Concordia's Thursday Report

Vol. 28, No.8

January 15, 2004


In brief

Alistair MacLeod speaks here

Alistair MacLeod, whose novel No Great Mischief won the world’s richest literary prize, the IMPAC Dublin Literary Award, will speak at Concordia on Tuesday, Jan. 20, at 11:45 a.m., in the DeSève Cinema.

No Great Mischief is set in Nova Scotia’s Inverness County, where MacLeod grew up. It instantly made its author an international celebrity. As well as the 2001 IMPAC, worth 100,000 British pounds, it won the Dartmouth Book Award for Fiction, Ontario’s Trillium Award for Fiction, and many other honours.

Also the author of two acclaimed short story collections, The Lost Salt Gift of Blood and As Birds Bring Forth the Sun, MacLeod recently retired from the University of Windsor, where he was a professor of English.

His short fiction was recently collected under the title Island (McClelland & Stewart, 2000).

Websites to watch:

Two Concordia students have started a website to give Montreal’s university students a voice.

Still in its early stages, the site has links to clubs and organizations found at six schools in the city, including Concordia.

“When I first arrived at Concordia, I was lost,” said Mohamed Tarraf, who goes by the Web name Mynos. “I wanted to meet people, and for a new person, it’s not easy.

“A new student in search of an apartment, someone who isn’t sure of where events are happening — I developed this site to help students in their university life.” He and his partner, who goes by the name Rhadamanthys, hope students will respond by making Exklamation their own forum.

Grad Symposium

On Jan. 16 and 17, four Concordia graduate students will join grads from McGill, UQAM, the Université de Montréal and the SUNY at Binghamton at the Montreal Museum of Fine Arts' first-ever graduate symposium, Show and Tell: Display Practices, at the Montreal Museum of Fine Arts.

Professor Joan Acland of Concordia's Art History Department served on the organizing and selections committee.

Speaker on India and the WTO

Professor Mritiunjoy Mohanty, from the Indian Institute of Management, Calcutta, will be giving a talk on “The WTO and India’s Integration into the World Economy.”

His lecture is sponsored by Concordia’s South asia Studies Program.

It will be given on Friday, Jan. 16, at 4 p.m., in Room 441 of the Henry F. Hall Building.

Ignition art show

The current show at the Leonard & Bina Ellen Art Gallery, called Ignition, was created as an opportunity for advanced master’s students to be seen at the university’s own art gallery in a show organized by professional curators.

This year, curators François Dion, Director of Artexte and Michèle Thériault, Director of the Ellen Art Gallery, selected the projects.

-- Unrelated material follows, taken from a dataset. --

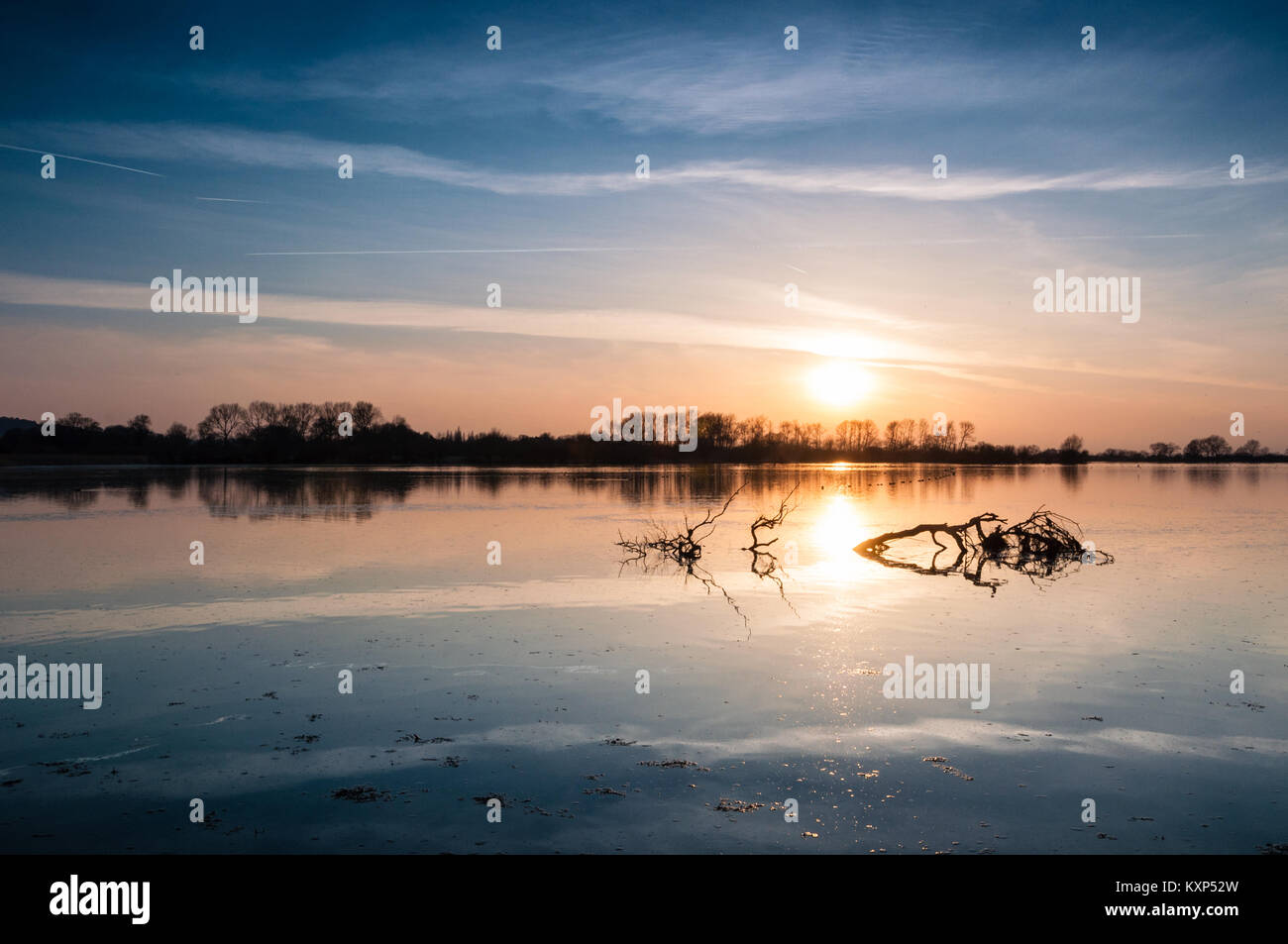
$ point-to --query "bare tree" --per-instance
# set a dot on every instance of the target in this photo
(262, 413)
(224, 421)
(365, 416)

The inaugural edition of Ignition features the work of Tetsuomi Anzai, Adele Chong, Geoffrey Jones, Tricia Middleton, Adrienne Spier and Chih Chien Wang. They work in a range of media, including video, photography, installation, Internet, sculpture, painting and drawing.

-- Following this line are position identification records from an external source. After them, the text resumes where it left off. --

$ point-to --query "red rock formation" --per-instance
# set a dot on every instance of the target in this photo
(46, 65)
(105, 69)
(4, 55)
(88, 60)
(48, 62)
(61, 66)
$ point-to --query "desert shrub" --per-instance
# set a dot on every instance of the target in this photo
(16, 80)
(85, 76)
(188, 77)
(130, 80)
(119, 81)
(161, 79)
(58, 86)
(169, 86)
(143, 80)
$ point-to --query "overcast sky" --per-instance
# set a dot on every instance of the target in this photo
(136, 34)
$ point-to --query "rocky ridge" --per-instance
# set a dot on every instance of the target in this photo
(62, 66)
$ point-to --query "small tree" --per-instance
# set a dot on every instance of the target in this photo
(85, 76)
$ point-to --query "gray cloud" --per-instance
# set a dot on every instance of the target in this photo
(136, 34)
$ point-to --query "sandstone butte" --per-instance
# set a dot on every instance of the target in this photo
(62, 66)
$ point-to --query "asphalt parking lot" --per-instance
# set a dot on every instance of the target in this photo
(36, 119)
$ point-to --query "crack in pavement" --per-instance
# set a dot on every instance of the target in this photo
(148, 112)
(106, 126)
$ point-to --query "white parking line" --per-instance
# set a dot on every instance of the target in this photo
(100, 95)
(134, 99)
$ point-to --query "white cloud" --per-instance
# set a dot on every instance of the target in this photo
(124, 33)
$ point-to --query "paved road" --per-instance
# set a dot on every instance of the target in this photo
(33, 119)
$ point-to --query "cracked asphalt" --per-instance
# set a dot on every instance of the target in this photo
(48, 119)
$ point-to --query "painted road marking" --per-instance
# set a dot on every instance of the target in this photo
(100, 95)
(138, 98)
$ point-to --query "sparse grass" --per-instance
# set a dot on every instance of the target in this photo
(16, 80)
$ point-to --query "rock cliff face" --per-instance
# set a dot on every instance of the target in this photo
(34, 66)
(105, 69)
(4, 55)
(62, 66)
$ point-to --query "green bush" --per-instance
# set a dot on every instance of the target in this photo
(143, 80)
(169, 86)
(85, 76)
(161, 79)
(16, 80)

Ignition runs until Feb. 14 at the Gallery, 1400 de Maisonneuve Blvd W Admission is free, and there are several organized events (See Back Page).

Lucky laptop winner


Alain Benedetti and Maria Hunt.
Photo by Andrew Dobrowolskyj

Second-year student Maria Hunt (above) was the lucky winner of an IBM Thinkpad laptop recently. It was donated by Alain Benedetti (seen at left), chair of the Board of Governors, who won it in a Shuffle raffle in October and offered to pass it on to a needy student.

Financial Services put together a pool of about 170 students who had applied for bursaries, and the draw and presentation took place in December. Mia, who is majoring in design art, was overjoyed.

The laptop was given to the Shuffle raffle by the Director of the Building Fund Campaign with the Vice-Rector Internal Relations and Secretary-General. It is valued at $4,000 plus, although the cost to the university was considerably lower.